Chronographe mono-poussoir chromé fin des années
30
Le boîtier est en métal chromé, diamètre
35mm environ, le fond clippé en acier inoxydable porte
à l'extérieur le numéro de série.
C'est avec ce numéro que Eterna a pu me fournir l'année
de fabrication, 1939; rien ne nous prouve qu'il ne s'agit pas
du fond d'une autre montre, mais il paraît clair que l'ensemble
date de cette époque. Le boîtier a été
restauré
fin 2001, principalement en raison d'une faiblesse sur les attaches
du bracelet; ce fut toute
une histoire pour trouver l'homme de l'art compétent.
Poussoir ovale à 10h.
Le cadran possède un fond émail blanc, échelle
télémétrique (en Km) bleue en périphérie,
échelle tachymétrique centrale bleue en fusée,
petites secondes à 9h, compteur 30mn à 3h, aiguilles
en acier bleui. Cadran en état superbe, finesse de gravure
parfaite, ni tâche ni rayure, montre quelques signes de
son âge de bon aloi sous la lunette, invisibles lorsque
celle-ci est en place (un éclat à 1h, un ou deux
cheveux). Les aiguilles en acier bleui complètent
harmonieusement le tableau.
Le mouvement est à remontage manuel, signé
Eterna, le numéro 706 est inscrit sous le balancier; je
suppose qu'il s'agit d'un ETA, très proche de l'ETA704
(Valjoux 22) auquel il ressemble fortement. Le numéro
de série, différent de celui inscrit sur le fond,
confirme l'année
de production. La précision est satisfaisante (moins
de 30s/j), le battement fort et clair.
Mars
2004: ce début mars voit revenir la montre
de plus d'un an de soins et convalescence chez l'horloger. Le
mouvement a été entièrement revu avec l'amour
et la patience que seul un véritable horloger peut mettre
dans ce travail: difficultés à répétition,
pièces introuvables, pièces qui cassent, fabrication
sur mesure, tout ça pour un vénérable Valjoux22
des années 30, ce qui corse un peu la tâche. Tant
qu'on y était, la couronne a également été
changée pour une mieux adaptée (ce n'est jamais
que la troisième fois, la bonne j'espère).
Le résultat est que le pauvre homme m'a dit qu'il ne voulait
plus en entendre parler, mais je sais qu'il plaisantait car il
aimait assez montrer ce spécimen à ses clients amateurs
de passage, en insistant sur la qualité rare du cadran,
et il était plutôt content d'être venu à
bout du travail.
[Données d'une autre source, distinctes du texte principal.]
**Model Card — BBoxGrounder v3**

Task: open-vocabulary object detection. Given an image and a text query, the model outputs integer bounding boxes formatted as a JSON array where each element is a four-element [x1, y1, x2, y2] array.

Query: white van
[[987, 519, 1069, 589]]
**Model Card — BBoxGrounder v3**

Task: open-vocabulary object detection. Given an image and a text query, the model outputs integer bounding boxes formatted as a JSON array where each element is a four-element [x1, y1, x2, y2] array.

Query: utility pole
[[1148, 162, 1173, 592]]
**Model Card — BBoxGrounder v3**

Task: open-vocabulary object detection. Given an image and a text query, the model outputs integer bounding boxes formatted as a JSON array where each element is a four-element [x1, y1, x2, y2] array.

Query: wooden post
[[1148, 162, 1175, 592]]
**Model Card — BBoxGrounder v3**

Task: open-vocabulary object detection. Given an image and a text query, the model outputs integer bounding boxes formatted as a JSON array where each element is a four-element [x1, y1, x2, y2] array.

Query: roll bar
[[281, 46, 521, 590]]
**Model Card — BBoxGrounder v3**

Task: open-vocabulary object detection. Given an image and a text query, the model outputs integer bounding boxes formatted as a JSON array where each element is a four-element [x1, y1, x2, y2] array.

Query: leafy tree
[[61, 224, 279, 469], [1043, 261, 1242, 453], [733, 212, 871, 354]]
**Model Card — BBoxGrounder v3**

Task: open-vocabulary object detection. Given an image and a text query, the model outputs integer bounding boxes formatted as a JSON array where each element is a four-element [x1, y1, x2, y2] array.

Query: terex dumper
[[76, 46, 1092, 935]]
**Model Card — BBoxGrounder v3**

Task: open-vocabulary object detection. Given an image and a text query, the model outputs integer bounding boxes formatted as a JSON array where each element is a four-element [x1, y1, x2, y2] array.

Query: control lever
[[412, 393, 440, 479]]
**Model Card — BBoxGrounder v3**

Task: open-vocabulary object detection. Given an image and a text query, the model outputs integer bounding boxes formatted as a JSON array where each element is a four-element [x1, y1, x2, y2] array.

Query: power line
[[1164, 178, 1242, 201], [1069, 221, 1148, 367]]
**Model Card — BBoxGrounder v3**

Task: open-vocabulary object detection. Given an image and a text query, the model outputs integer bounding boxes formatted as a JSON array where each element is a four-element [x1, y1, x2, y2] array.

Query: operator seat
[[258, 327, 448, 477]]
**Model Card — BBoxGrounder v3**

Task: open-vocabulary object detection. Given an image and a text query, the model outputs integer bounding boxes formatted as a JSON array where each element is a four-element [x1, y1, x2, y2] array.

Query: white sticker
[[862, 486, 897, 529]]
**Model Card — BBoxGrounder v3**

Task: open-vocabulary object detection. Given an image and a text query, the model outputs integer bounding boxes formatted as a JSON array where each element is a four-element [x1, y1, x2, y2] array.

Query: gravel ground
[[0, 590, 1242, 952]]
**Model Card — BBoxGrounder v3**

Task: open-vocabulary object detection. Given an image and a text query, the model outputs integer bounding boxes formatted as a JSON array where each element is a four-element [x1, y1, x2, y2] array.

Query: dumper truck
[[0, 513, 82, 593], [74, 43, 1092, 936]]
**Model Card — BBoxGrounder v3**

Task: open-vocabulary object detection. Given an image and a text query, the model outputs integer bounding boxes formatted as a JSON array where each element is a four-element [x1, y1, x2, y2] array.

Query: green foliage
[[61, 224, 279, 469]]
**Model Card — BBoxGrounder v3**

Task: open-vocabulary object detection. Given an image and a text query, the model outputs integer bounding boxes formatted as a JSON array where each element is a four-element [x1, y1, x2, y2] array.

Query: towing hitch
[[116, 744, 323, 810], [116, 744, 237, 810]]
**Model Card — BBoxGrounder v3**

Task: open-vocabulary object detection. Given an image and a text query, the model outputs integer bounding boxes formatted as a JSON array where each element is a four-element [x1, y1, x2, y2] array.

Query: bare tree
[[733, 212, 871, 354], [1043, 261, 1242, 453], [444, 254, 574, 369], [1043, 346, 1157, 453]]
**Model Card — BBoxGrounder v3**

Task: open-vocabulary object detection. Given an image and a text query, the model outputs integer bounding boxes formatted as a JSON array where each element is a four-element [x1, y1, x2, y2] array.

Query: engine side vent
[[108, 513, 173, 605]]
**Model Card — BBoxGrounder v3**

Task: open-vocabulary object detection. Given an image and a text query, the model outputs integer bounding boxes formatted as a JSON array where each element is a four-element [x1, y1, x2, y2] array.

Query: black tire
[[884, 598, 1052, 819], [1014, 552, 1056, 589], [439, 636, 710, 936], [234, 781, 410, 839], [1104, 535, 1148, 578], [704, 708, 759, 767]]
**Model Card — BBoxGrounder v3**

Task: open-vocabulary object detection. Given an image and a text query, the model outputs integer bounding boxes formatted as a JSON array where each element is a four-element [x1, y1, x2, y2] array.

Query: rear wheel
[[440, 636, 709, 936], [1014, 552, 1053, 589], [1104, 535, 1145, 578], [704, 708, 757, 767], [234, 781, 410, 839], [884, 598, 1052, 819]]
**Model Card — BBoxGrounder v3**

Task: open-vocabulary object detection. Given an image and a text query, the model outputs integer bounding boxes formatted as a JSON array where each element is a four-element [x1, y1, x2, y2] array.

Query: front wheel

Lorsque je lui ai repris l'objet (contre un chèque
pour adoucir sa peine) il me confia doucement: "vous reviendrez
me la montrer avec le nouveau bracelet ? elle a quelque chose
de moi, maintenant !".
Aussitôt récupérée, je lui ai offert
un bracelet neuf, pas complètement satisfaisant sur le
moment, mais qui est devenu parfait après un léger
passage à la toile émeri ultra-fine qui lui confère
un délicat velouté-satiné du meilleur effet.
Je ne me doutais pas alors du drame épouvantable
qui allait éclater peu après avoir écrit
les lignes qui précèdent...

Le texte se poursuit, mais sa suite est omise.